Por Pedro Nascimento Araújo
Putin I da Rússia anda inquieto. Os protestos contra ele, que voltou a ser presidente em uma eleição eivada de suspeitas de fraude, não arrefecem, apesar de um draconiano aumento nas punições legais para quem protestar. A Rússia se afasta da democracia velozmente, o que não é novidade. A novidade é que o ar de União Soviética se alastra pela política externa russa.
Especificamente, a Rússia, que havia optado somente pela abstenção no caso da intervenção na Líbia após os massacres que Kaddafi promovia contra seu próprio povo, passou a usar seu poder de veto no Conselho de Segurança das Nações Unidas para evitar ações na Síria. Não deixa de ser curioso: o veto no Conselho de Segurança das Nações Unidas é uma invenção russa. Foi uma das exigências de Stálin, ditador soviético com milhões de assassinatos no currículo, para que seu país participasse da ONU – outra exigência soviética foi o Brasil não ser membro permanente do Conselho de Segurança, como havia sido proposto pelos Estados Unidos. Sem poder de veto, não haveria União Soviética na ONU; sem União Soviética, a ONU correria o risco de ser uma organização ineficiente, como foi sua antecessora, a Liga das Nações.

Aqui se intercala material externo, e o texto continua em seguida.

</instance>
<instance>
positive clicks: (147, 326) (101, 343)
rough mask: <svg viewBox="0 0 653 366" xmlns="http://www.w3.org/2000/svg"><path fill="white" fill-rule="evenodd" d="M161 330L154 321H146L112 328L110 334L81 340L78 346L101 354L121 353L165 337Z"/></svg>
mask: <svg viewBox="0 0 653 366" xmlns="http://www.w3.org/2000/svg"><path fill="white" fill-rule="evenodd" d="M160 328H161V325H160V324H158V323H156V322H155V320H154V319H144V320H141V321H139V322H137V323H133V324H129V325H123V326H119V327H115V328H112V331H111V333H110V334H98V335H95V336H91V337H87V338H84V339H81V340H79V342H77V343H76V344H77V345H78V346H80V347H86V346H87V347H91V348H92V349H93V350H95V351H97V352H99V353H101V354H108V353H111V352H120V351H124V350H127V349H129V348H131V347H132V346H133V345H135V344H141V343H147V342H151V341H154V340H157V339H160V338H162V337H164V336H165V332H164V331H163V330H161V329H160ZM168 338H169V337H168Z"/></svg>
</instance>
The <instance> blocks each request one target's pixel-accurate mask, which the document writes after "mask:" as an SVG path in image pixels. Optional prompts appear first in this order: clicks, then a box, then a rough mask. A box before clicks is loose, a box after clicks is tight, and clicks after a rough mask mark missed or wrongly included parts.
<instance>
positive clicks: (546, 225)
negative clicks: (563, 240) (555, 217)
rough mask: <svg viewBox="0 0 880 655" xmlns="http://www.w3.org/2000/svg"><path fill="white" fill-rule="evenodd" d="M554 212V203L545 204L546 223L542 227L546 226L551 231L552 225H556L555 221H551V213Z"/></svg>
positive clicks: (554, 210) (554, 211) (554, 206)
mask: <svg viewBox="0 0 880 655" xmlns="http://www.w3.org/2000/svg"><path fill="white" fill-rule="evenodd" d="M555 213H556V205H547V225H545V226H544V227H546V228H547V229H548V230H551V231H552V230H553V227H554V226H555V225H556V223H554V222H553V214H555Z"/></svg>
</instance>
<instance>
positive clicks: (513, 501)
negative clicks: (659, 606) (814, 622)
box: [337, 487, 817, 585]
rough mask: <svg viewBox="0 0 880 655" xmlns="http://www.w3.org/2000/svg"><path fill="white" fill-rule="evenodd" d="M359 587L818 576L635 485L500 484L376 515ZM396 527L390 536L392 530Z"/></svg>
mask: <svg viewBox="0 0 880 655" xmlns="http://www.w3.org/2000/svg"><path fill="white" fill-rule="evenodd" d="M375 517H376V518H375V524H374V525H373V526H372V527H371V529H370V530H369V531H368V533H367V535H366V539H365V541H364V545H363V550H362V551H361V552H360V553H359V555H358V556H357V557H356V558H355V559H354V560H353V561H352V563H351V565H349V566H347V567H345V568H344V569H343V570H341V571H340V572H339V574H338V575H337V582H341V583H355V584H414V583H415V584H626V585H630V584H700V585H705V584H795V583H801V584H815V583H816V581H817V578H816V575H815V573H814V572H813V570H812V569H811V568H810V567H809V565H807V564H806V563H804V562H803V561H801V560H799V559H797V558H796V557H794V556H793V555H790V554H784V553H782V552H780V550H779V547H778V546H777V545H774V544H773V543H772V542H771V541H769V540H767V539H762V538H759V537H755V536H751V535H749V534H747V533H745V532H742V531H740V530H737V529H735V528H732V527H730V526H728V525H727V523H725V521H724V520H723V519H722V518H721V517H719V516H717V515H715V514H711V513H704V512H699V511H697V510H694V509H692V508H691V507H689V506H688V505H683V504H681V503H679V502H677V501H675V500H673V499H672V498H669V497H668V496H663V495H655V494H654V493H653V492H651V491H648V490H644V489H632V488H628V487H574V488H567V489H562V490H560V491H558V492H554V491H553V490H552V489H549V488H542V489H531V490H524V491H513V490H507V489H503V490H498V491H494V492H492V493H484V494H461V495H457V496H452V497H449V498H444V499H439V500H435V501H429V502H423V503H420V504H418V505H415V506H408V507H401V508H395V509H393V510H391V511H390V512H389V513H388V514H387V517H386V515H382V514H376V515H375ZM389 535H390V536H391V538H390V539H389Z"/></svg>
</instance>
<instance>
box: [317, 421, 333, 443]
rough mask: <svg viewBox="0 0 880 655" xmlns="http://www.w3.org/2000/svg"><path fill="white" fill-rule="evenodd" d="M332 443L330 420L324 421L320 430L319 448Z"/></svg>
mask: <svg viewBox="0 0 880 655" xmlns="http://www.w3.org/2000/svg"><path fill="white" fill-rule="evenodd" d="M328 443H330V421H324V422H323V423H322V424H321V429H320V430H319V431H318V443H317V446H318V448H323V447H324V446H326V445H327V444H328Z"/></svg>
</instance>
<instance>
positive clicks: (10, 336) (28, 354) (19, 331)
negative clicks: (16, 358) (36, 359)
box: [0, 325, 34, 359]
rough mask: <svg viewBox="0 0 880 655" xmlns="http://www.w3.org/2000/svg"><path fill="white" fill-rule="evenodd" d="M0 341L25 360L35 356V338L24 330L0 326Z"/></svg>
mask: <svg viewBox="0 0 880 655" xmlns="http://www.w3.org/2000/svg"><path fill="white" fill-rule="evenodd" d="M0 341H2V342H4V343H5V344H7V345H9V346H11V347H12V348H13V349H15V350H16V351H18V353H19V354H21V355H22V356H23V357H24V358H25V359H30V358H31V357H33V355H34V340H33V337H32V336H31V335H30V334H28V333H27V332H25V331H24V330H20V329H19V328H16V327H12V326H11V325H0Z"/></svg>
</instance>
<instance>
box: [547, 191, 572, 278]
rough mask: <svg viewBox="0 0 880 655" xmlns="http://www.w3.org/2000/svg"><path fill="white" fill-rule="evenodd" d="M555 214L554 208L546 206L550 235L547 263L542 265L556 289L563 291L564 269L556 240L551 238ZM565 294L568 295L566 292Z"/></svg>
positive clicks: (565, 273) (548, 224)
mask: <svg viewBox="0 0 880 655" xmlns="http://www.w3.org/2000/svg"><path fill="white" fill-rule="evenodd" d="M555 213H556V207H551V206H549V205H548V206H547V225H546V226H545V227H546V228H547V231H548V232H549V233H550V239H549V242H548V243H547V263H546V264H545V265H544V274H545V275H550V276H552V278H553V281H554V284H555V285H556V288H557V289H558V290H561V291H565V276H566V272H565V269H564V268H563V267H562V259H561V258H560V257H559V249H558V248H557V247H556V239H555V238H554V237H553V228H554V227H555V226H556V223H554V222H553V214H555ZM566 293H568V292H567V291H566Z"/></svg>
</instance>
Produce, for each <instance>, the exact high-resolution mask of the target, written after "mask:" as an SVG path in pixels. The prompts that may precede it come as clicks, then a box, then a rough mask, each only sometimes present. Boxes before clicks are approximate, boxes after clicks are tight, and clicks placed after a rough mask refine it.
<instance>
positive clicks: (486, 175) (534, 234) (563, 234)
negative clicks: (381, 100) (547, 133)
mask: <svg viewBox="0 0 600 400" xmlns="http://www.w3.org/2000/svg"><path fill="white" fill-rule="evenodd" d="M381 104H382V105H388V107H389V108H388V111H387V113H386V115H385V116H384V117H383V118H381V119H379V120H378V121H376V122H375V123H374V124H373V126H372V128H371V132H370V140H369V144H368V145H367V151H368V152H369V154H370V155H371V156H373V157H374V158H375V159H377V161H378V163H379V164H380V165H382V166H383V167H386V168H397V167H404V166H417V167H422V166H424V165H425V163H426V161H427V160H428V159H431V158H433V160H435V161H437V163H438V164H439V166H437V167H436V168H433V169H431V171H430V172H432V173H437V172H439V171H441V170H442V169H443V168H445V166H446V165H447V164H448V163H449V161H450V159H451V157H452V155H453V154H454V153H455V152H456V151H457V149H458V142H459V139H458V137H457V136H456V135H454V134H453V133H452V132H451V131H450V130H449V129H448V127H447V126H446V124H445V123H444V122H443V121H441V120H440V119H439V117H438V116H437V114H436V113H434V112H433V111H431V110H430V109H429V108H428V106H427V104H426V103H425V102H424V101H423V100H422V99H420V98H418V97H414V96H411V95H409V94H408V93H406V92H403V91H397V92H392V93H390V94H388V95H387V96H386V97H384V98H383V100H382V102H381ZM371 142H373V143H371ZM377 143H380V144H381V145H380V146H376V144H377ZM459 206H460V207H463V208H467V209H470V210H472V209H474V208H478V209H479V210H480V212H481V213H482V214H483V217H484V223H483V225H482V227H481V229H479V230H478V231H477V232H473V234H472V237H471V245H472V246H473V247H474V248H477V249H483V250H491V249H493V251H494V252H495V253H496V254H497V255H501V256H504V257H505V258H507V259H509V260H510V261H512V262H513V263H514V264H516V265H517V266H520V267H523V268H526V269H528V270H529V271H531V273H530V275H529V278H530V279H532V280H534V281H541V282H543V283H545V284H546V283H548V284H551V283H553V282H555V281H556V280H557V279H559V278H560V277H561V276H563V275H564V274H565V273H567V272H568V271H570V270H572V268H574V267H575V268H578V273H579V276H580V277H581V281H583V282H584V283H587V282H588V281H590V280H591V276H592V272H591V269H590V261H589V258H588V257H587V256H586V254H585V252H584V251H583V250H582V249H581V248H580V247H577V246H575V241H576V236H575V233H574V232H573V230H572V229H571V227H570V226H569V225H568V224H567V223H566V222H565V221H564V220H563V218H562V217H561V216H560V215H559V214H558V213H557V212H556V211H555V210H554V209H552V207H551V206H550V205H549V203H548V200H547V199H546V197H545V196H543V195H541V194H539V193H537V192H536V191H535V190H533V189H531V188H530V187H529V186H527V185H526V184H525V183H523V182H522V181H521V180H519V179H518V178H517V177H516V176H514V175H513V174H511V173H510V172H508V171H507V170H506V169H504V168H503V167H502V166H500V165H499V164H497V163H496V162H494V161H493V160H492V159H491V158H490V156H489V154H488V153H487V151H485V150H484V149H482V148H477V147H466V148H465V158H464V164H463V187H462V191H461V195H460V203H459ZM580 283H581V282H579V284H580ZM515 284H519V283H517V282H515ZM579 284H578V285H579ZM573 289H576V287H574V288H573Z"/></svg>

Quando a contagem de mortos de al-Assad chega a 15.000 infelizes, em uma chocante média de 1.000 assassinados a cada mês, a Rússia parece perceber que a mudança de regime na Síria é inexorável. Sergey Lavrov, o chanceler russo, declarou que seu país não se oporia a uma eventual saída de al-Assad “se os sírios assim decidirem, sem interferência externa”. Curioso como o chanceler concilia autodeterminação dos povos com interferência externa: a Rússia “não se opor” é interferência explícita. Equivale ao chanceler dizer que a Rússia autoriza que outra pessoa assuma o comando da Síria. Além disso, falar em autodeterminação dos sírios é piada de mau gosto após 4 décadas de ditadura.
A faceta soviética de Putin I fica mais evidente quando a Rússia não quer perder um cliente para o qual vende armas há décadas. Foi com suporte soviético que a Síria se lançou, em consórcio com outros países árabes, em duas guerras para exterminar Israel – e, em ambas, perdeu. Uma eventual democratização síria poderia mudar esse quadro, especialmente se vier a reboque de uma intervenção comandada pela OTAN. O novo governo sírio não se associaria aos amigos do antigo regime. Temendo ficar associada indelevelmente a al-Assad, a Rússia se prepara para apoiar o novo regime e tentar, assim, manter seus negócios. Mais União Soviética, impossível. A velha Rússia está vivíssima. Stálin, certamente, aprovaria.
Pedro Nascimento Araujo é economista.